Comment: Excellent questions, Leo. We currently have no clue on the causality. We are looking at the ACE2 expression in populations with different smoking histories and will publish the results soon. -Guoshuai
Response 2 to Comment 1
Received: 8 February 2020
Commenter: SFN
The commenter has declared there is no conflict of interests.
Comment: I second Leo Hopkins in wondering what it is about tobacco smoke that would increase ACE2 receptor sites, especially in light of other studies that indicate that exposure to cigarette smoke/nicotine upregulates ACE1 and actually downregulates ACE2, which is potentially the reason that tobacco use is associated with elevated blood pressure.

And isn't it also the case that there are legitimate, well-established differences in ACE2 allele frequencies (and thus gene expression) between those of different ethnicities?

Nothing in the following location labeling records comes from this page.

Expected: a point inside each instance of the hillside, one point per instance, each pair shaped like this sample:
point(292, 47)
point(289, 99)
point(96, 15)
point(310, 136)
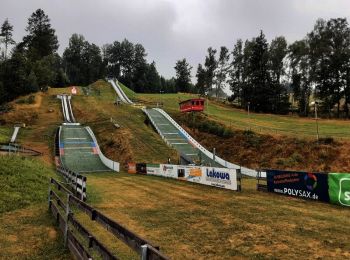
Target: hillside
point(27, 230)
point(182, 218)
point(261, 123)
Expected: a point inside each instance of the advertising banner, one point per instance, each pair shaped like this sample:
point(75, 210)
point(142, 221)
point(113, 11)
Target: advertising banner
point(153, 169)
point(218, 177)
point(132, 168)
point(339, 188)
point(306, 185)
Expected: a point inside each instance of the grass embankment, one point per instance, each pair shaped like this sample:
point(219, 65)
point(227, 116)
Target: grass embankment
point(267, 151)
point(5, 134)
point(42, 117)
point(133, 141)
point(190, 221)
point(261, 123)
point(26, 227)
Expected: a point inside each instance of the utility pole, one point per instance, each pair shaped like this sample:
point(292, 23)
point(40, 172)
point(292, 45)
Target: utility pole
point(249, 114)
point(316, 119)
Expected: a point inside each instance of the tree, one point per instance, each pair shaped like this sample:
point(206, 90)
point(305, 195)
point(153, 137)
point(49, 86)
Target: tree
point(6, 34)
point(298, 53)
point(236, 72)
point(152, 79)
point(32, 82)
point(82, 61)
point(222, 69)
point(141, 69)
point(259, 91)
point(73, 60)
point(126, 59)
point(201, 85)
point(277, 54)
point(41, 40)
point(329, 44)
point(210, 67)
point(183, 75)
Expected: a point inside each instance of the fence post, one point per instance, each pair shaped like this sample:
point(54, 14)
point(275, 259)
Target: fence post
point(144, 249)
point(239, 177)
point(66, 226)
point(49, 197)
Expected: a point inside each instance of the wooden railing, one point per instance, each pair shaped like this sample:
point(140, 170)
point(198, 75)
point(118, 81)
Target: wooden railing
point(82, 244)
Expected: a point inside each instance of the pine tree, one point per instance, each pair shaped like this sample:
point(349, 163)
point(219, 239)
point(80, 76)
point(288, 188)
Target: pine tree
point(41, 40)
point(6, 34)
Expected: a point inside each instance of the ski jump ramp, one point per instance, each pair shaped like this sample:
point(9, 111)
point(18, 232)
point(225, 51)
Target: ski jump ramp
point(177, 137)
point(67, 108)
point(78, 147)
point(174, 135)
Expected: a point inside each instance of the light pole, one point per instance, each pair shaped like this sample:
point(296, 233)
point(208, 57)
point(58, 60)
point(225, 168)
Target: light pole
point(315, 103)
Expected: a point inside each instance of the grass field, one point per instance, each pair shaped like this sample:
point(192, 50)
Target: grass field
point(26, 228)
point(133, 141)
point(191, 221)
point(187, 221)
point(5, 134)
point(263, 123)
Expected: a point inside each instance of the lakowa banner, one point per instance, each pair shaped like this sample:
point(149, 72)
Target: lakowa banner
point(218, 177)
point(306, 185)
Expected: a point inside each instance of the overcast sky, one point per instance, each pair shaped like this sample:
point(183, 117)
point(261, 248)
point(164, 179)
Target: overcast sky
point(170, 30)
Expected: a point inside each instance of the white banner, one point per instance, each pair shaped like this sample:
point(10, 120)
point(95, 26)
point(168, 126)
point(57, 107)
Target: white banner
point(218, 177)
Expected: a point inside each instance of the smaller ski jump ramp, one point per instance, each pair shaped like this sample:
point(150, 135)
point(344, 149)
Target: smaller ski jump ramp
point(170, 130)
point(123, 97)
point(79, 150)
point(67, 108)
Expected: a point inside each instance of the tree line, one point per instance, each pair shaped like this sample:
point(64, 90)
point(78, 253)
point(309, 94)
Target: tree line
point(33, 64)
point(262, 75)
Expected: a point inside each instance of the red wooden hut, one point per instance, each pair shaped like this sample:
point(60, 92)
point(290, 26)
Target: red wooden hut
point(192, 105)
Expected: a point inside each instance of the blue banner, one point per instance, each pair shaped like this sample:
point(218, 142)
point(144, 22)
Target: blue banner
point(307, 185)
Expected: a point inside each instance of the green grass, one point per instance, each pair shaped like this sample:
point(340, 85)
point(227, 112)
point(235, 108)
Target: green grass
point(5, 134)
point(192, 221)
point(145, 145)
point(130, 93)
point(26, 228)
point(264, 123)
point(23, 182)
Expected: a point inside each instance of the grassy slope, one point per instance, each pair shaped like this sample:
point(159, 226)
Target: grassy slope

Both of these factors would appear to indicate the opposite of what was found in this review. I will be very interested to see the results of further research on this topic.
Response 3 to Comment 1
Received: 13 February 2020
The commenter has declared there is no conflict of interests.
Comment: According to this article, it would appear that Nicotine may be the key agent in upregulating ACE2 expression: https://www.ncbi.nlm.nih.gov/pmc/articles/PMC6295500/

So e-cigarettes, patches etc may be just as problematic as smoking in this regard.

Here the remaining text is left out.